Il “dietro-front” della nuova leader della Danimarca sarebbe stato imposto dai partiti di sinistra minoritari che, con i loro voti, la mantengono al potere

Danimarca, premier fa dietro-front: "Stop alla linea dura anti-clandestini"

In Danimarca si è appena insediato il nuovo governo, capeggiato dal primo ministro socialdemocratico Mette Frederiksen.

Costei, il più giovane premier nella storia del Paese nordico, nel delineare ai media locali le linee programmatiche del suo esecutivo ha però rilasciato delle dichiarazioni palesemente contrastanti con quanto da lei promesso in precedenza, ossia durante l’ultima campagna elettorale. La quarantunenne esponente della sinistra aveva appunto finora giurato di mantenere in piedi la strategia del rigore sviluppata in ambito migratorio dai governi del passato, per poi affermare clamorosamente, intervistata dalla televisione pubblica DR subito dopo il suo recente insediamento, di volere “accantonare” la linea dura anti-clandestini promossa dalle precedenti amministrazioni conservatrici.

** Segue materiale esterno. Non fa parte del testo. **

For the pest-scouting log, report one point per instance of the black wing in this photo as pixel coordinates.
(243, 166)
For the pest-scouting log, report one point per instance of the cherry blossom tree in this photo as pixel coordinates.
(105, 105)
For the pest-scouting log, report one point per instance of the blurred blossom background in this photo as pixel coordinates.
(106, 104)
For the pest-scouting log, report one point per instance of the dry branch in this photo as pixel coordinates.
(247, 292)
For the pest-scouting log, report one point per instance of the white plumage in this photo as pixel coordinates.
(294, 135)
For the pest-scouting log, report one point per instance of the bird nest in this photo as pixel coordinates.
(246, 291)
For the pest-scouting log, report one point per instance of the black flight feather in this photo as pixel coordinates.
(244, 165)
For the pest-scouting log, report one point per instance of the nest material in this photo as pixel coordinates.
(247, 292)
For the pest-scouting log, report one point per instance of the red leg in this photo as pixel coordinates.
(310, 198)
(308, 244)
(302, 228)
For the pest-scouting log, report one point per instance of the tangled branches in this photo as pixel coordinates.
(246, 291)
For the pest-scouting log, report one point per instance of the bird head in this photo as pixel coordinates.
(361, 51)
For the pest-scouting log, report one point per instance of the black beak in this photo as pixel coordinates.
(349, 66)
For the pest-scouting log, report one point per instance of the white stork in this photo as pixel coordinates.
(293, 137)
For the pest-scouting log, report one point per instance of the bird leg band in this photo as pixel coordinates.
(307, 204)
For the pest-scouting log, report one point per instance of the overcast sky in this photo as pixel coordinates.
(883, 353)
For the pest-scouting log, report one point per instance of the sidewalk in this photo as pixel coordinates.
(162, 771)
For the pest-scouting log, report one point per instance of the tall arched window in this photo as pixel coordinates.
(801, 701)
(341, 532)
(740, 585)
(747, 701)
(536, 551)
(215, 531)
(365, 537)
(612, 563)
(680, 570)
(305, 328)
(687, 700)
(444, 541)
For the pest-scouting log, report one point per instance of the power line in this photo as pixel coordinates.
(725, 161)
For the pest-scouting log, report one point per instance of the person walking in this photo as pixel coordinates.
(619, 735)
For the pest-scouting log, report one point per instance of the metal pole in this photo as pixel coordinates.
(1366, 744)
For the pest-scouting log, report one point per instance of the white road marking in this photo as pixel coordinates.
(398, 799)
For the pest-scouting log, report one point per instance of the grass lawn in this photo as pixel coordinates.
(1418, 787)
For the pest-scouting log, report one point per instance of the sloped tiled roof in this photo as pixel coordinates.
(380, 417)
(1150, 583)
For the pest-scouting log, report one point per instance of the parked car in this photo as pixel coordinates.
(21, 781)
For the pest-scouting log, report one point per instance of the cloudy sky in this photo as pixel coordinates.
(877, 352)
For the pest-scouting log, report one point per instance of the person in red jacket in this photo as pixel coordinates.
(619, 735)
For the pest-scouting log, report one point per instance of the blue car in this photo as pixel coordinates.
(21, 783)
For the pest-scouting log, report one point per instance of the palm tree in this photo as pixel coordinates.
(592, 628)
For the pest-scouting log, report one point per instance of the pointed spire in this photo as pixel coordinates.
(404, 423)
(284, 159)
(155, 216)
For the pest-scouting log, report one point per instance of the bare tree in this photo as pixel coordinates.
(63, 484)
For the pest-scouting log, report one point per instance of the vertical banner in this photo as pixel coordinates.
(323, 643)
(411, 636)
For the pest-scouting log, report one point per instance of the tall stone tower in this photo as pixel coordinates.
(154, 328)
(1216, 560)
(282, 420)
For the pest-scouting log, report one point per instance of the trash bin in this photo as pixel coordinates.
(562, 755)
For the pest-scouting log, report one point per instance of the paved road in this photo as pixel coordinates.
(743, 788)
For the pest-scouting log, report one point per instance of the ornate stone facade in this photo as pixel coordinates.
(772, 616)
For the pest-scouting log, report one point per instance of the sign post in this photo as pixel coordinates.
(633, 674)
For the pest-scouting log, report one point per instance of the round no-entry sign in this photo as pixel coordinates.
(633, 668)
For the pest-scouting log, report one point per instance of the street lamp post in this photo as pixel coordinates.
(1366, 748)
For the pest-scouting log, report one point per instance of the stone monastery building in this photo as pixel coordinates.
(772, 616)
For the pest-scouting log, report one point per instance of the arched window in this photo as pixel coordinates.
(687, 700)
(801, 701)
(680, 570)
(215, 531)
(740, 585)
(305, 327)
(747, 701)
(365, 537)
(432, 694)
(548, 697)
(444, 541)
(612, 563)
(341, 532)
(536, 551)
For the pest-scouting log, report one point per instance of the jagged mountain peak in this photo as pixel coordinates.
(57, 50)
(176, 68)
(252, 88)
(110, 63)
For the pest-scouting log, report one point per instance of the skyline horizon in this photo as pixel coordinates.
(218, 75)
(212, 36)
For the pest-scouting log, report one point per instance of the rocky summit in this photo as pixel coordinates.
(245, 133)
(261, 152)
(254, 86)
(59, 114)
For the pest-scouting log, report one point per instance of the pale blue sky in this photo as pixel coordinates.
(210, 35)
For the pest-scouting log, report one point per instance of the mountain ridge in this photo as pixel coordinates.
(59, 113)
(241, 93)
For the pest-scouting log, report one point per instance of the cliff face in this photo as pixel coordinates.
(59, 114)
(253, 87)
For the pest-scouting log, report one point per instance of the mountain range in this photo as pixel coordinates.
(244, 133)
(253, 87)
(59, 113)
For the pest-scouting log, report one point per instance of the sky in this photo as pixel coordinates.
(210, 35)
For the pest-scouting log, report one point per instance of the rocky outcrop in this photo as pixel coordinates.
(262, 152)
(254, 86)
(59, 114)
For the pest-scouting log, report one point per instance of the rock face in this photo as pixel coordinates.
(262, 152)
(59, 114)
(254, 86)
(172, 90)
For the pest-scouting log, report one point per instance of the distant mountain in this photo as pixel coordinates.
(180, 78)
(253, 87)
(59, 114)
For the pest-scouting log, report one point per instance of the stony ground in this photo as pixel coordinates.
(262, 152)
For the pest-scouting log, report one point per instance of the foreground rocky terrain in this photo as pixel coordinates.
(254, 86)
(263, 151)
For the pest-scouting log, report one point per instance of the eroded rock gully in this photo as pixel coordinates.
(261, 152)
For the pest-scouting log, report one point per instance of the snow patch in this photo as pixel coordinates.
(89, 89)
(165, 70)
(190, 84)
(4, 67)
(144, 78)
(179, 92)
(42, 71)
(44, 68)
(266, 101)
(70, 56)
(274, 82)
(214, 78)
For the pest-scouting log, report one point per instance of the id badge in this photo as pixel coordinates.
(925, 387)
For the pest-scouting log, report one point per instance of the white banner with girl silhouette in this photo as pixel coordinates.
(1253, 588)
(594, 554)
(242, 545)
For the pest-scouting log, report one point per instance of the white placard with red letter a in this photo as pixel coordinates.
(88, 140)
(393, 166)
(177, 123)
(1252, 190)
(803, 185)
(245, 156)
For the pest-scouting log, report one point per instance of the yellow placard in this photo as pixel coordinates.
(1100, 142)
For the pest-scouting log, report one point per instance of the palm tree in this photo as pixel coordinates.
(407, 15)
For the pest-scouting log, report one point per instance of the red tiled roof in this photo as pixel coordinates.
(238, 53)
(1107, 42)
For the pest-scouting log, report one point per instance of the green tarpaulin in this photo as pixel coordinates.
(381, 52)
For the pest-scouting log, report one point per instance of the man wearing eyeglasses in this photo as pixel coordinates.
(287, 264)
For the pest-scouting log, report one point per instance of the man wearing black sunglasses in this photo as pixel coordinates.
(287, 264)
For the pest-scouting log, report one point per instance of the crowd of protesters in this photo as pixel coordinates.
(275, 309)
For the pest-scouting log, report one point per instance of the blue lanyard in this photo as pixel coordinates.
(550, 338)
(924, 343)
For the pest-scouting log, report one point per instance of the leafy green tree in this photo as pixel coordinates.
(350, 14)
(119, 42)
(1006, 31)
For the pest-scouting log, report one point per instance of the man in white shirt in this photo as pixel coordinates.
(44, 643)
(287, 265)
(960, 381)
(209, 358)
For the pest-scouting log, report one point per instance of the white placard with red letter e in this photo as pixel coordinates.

Tale “rigetto” delle politiche propugnate dal suo predecessore di centro-destra Lars Løkke Rasmussen, premier di Copenaghen dal 2015 al 2019, è stato giustificato dalla leader socialdemocratica evidenziando la necessità che la Danimarca recuperi la sua “immagine storica di comunità generosa e tollerante”. Il ripristino nel Paese nordico dei “valori di umanità e solidarietà” verrà conseguito dalla Frederiksen ospitando nel territorio nazionale “maggiori quote annuali di richiedenti asiloe abrogando le norme, varate dal conservatore Rasmussen, che dispongono un inasprimento di pena automatico ai danni dei clandestini condannati per qualsiasi reato dai tribunali danesi.

L’esponente della sinistra ha poi dichiarato che il valore della solidarietà tornerà a sussistere in Danimarca grazie anche a un “potenziamento” dello Stato sociale. Nel programma di governo della Frederiksen, oltre all’abbandono del “pugno di ferro” verso gli stranieri irregolari, vi è appunto, a rimarcare ancora di più la discontinuità tra lei e le amministrazioni precedenti, un aumento delle spese a beneficio dei cittadini in difficoltà, che erano state significativamente ridotte, per esigenze di bilancio, durante il mandato di Rasmussen.

Secondo le testate locali, il “dietro-front” della leader socialdemocratica rispetto agli annunci fatti nelle scorse settimane sarebbe la conseguenza dell’accordo siglato tra la stessa Frederiksen e altri partiti di sinistra minori, il Partito Popolare Socialista, la Lista dell'Unità - I Rosso-Verdi e il Partito Social-Liberale Danese. I socialdemocratici, avendo in parlamento non più di 50 deputati ed essendo quindi privi della maggioranza assoluta dei seggi, si sono infatti trovati costretti ultimamente a procacciarsi il consenso di queste formazioni politiche circa l’insediamento di un governo di minoranza, ricorrendo a lunghe ed estenuanti trattative.

I partiti di sinistra minoritari avrebbero alla fine acconsentito a dare la propria fiducia parlamentare al nuovo premier Frederiksen soltanto in cambio di una “rottura con il passato” da parte della quarantunenne.

Di conseguenza, il neo-costituito esecutivo di Copenaghen resterà in piedi soltanto se la leader socialdemocratica opererà realmente una svolta pro-migranti e un allentamento del rigore nella gestione delle finanze statali.